The walls of the US Embassy in Baghdad were still on fire and members of pro-Iranian armed groups were chanting threats outside, when Iraq’s prime minister tried to explain the situation to President Donald Trump.

“Iraq is between friends who are 5,000 miles away from us and a neighbour we’ve had for 5,000 years,” Prime Minister Adel Abdul-Mahdi said in a New Year’s Day telephone call with Trump, according to a close adviser, Abdul Hussain al-Hunain. “We cannot change geography and we cannot change history, and this is the reality in Iraq.”

Iraq is caught in a vise.

Many Iraqis were furious that the United States violated their country’s sovereignty by carrying out airstrikes on Iraqi soil. A spate of strikes in December killed at least two dozen members of a pro-Iranian Iraqi military unit, provoking the assault on the US Embassy.

A separate strike last week killed Iran’s top military commander, the deputy chief of a coalition of Iraqi militias and eight other people, leading to a vote by Iraq’s Parliament to expel US forces from the country and a counterstrike by Iran on two US military posts in Iraq early Wednesday.

But acceding to the political pressure to rid the country of US troops would be a “disaster” for Iraq, militarily and economically, a senior Iraqi official said.

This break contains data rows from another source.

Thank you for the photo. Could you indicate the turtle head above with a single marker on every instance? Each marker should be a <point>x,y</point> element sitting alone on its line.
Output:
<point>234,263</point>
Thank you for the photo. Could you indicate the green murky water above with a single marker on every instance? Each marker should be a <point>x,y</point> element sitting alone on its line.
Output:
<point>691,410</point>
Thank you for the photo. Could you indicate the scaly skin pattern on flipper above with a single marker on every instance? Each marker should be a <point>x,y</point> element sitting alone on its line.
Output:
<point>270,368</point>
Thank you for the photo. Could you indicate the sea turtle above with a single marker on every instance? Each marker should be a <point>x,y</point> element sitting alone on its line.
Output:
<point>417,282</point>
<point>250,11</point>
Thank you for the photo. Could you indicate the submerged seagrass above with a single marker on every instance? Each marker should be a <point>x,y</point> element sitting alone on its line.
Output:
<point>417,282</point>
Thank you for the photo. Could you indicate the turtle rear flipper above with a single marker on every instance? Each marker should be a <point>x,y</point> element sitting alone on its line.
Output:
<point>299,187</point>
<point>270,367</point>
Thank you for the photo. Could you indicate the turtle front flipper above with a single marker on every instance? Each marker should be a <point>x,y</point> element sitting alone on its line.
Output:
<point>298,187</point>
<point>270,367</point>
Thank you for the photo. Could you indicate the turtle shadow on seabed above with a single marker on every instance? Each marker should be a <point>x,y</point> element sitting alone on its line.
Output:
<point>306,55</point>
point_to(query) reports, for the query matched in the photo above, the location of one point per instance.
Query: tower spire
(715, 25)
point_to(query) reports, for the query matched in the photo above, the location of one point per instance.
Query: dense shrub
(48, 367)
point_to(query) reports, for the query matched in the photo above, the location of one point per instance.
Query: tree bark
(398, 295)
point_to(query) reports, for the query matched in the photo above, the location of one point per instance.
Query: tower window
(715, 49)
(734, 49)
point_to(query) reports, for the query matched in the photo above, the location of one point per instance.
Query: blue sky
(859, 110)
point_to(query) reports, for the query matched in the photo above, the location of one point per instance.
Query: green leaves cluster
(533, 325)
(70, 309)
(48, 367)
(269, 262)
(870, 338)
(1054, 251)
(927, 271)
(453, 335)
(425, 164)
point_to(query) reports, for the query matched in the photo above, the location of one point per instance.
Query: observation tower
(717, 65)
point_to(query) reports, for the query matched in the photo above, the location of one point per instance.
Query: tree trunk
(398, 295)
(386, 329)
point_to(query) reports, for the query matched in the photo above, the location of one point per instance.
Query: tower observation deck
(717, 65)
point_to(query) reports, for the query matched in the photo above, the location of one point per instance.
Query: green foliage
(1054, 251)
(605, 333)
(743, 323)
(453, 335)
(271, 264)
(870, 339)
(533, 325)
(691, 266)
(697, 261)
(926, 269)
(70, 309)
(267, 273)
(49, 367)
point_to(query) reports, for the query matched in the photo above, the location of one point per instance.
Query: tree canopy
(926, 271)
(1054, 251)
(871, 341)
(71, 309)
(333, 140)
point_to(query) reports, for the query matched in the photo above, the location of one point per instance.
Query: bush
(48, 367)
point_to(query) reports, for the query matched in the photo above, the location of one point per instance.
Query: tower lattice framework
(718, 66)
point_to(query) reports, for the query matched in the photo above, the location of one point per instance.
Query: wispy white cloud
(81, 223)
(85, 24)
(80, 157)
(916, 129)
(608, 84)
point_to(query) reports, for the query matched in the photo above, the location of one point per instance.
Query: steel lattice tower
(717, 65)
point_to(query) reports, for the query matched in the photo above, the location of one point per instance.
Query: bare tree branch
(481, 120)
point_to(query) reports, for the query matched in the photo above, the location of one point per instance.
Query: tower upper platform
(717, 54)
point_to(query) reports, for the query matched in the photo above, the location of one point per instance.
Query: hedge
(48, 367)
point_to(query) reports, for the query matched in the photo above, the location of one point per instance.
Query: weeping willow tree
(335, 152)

The main mission of the roughly 5,200 US troops stationed at a handful of bases around Iraq is to help the country fight the Islamic State group. If they leave, the official said, it would not only hamper that battle but also have a host of knock-on effects, from the departure of troops from other coalition countries to dire financial hardship if, as Trump has threatened, the United States imposed economic sanctions.